The two had fallen into step beside each other on the lawn, and Colonel Dabney was talking as one man to another. “This comes of promoting a fisherman—a fisherman—from his lobster-pots. It’s enough to ruin the reputation of an archangel. Don’t attempt to deny it. It is! Your father has brought you up well. He has. I’d much like the pleasure of his acquaintance. Very much, indeed. And these young gentlemen? English they are. Don’t attempt to deny it. They came up with you, too? Extraordinary! Extraordinary, now! In the present state of education I shouldn’t have thought any three boys would be well enough grounded. But out of the mouths of—No—no! Not that by any odds. Don’t attempt to deny it. Ye’re not! Sherry always catches me under the liver, but—beer, now? Eh? What d’you say to beer, and something to eat? It’s long since I was a boy—abominable nuisances; but exceptions prove the rule. And a vixen, too!” They were fed on the terrace by a gray-haired housekeeper. Stalky and Beetle merely ate, but McTurk with bright eyes continued a free and lofty discourse; and ever the old gentleman treated him as a brother.

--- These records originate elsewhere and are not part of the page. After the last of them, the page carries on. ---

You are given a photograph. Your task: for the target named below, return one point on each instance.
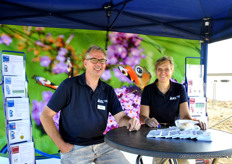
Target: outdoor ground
(218, 111)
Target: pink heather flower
(60, 58)
(39, 43)
(39, 28)
(121, 76)
(47, 96)
(60, 68)
(45, 61)
(106, 75)
(136, 51)
(62, 51)
(5, 39)
(37, 108)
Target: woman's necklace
(163, 88)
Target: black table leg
(139, 160)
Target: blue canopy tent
(205, 20)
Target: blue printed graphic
(11, 113)
(10, 103)
(6, 58)
(8, 89)
(7, 80)
(12, 126)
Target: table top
(137, 143)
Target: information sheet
(17, 108)
(23, 153)
(15, 86)
(19, 131)
(174, 132)
(197, 106)
(12, 65)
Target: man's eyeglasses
(95, 60)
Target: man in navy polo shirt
(85, 102)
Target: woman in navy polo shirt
(164, 101)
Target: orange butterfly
(139, 75)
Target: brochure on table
(19, 131)
(23, 153)
(174, 132)
(17, 109)
(15, 86)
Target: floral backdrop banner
(53, 55)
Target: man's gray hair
(94, 48)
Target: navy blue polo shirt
(164, 107)
(84, 113)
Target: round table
(137, 143)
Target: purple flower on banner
(60, 68)
(62, 52)
(130, 102)
(5, 39)
(37, 108)
(106, 75)
(121, 76)
(45, 61)
(39, 43)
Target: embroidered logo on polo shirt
(174, 98)
(101, 101)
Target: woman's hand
(151, 122)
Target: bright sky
(220, 57)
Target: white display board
(17, 108)
(12, 65)
(19, 131)
(23, 153)
(15, 86)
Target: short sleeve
(183, 95)
(60, 97)
(145, 99)
(114, 104)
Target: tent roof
(209, 20)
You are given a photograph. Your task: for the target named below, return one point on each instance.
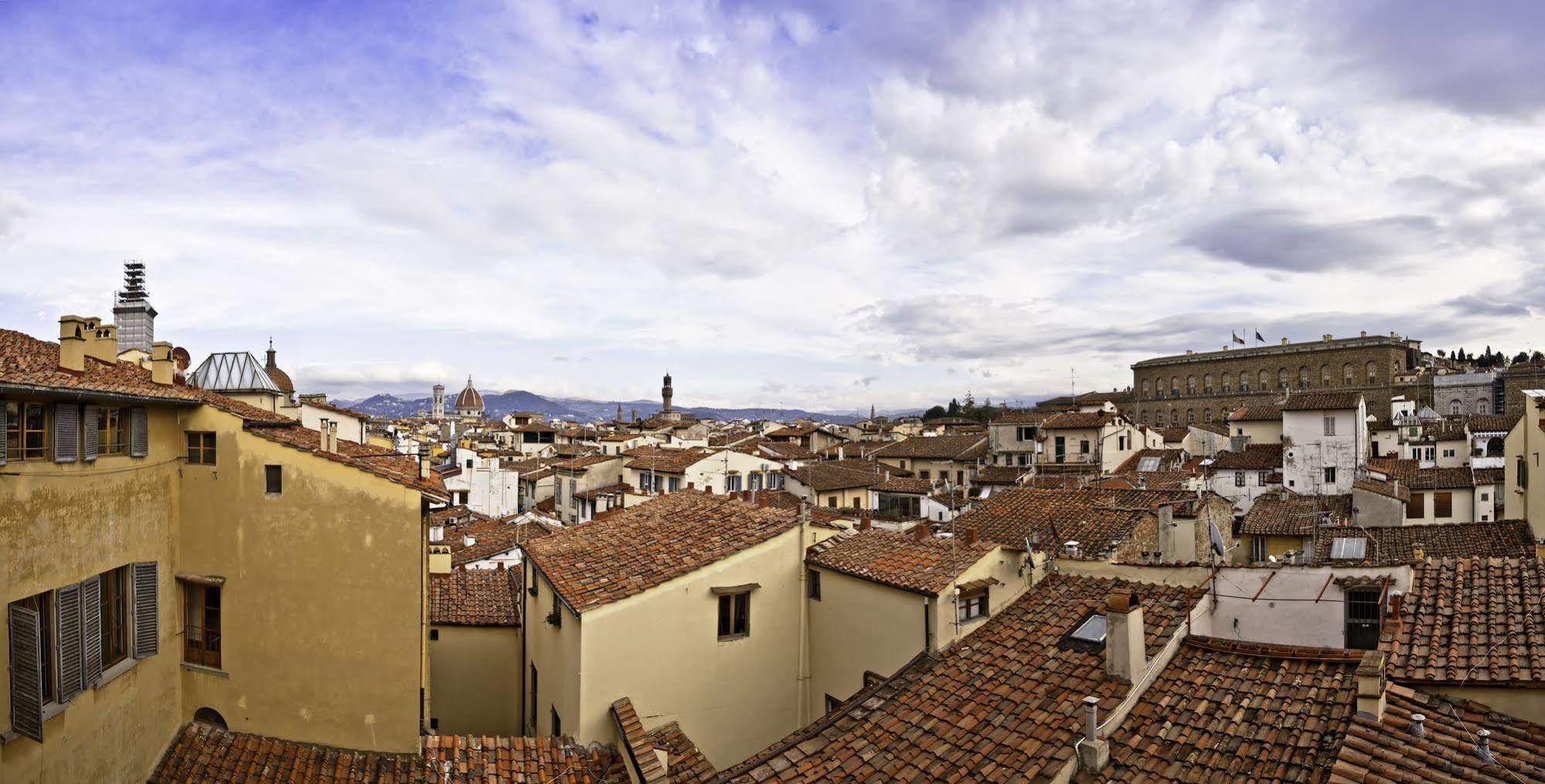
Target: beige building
(475, 652)
(156, 531)
(691, 604)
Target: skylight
(1091, 630)
(1348, 548)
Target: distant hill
(580, 409)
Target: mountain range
(499, 403)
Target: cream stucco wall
(323, 606)
(476, 680)
(60, 524)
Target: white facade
(1323, 450)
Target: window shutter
(90, 632)
(138, 436)
(26, 684)
(66, 601)
(145, 636)
(88, 434)
(66, 433)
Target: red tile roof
(646, 545)
(475, 598)
(1475, 621)
(29, 363)
(1003, 704)
(1230, 711)
(901, 561)
(1376, 752)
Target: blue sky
(804, 204)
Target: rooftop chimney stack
(1371, 686)
(1124, 636)
(162, 369)
(73, 344)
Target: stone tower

“My dear man, of course ye can come again. Did I not say exceptions prove the rule? The lower combe? Man, dear, anywhere ye please, so long as you do not disturb my pheasants. The two are not incompatible. Don’t attempt to deny it. They’re not! I’ll never allow another gun, though. Come and go as ye please. I’ll not see you, and ye needn’t see me. Ye’ve been well brought up. Another glass of beer, now? I tell you a fisherman he was and a fisherman he shall be to-night again. He shall! Wish I could drown him. I’ll convoy you to the Lodge. My people are not precisely—ah—broke to boy, but they’ll know you again.”

He dismissed them with many compliments by the high Lodge-gate in the split-oak park palings and they stood still; even Stalky, who had played second, not to say a dumb, fiddle, regarding McTurk as one from another world. The two glasses of strong home-brewed had brought a melancholy upon the boy, for, slowly strolling with his hands in his pockets, he crooned:—“Oh, Paddy dear, and did ye hear the news that’s goin’ round?”

Under other circumstances Stalky and Beetle would have fallen upon him, for that song was barred utterly—anathema—the sin of witchcraft. But seeing what he had wrought, they danced round him in silence, waiting till it pleased him to touch earth.

The tea-bell rang when they were still half a mile from College. McTurk shivered and came out of dreams. The glory of his holiday estate had left him. He was a Colleger of the College, speaking English once more.

“Turkey, it was immense!” said Stalky, generously. “I didn’t know you had it in you. You’ve got us a hut for the rest of the term, where we simply can’t be collared. Fids! Fids! Oh, Fids! I gloat! Hear me gloat!”

They spun wildly on their heels, jodeling after the accepted manner of a “gloat,” which is not unremotely allied to the primitive man’s song of triumph, and dropped down the hill by the path from the gasometer just in time to meet their house-master, who had spent the afternoon watching their abandoned hut in the “wuzzy.”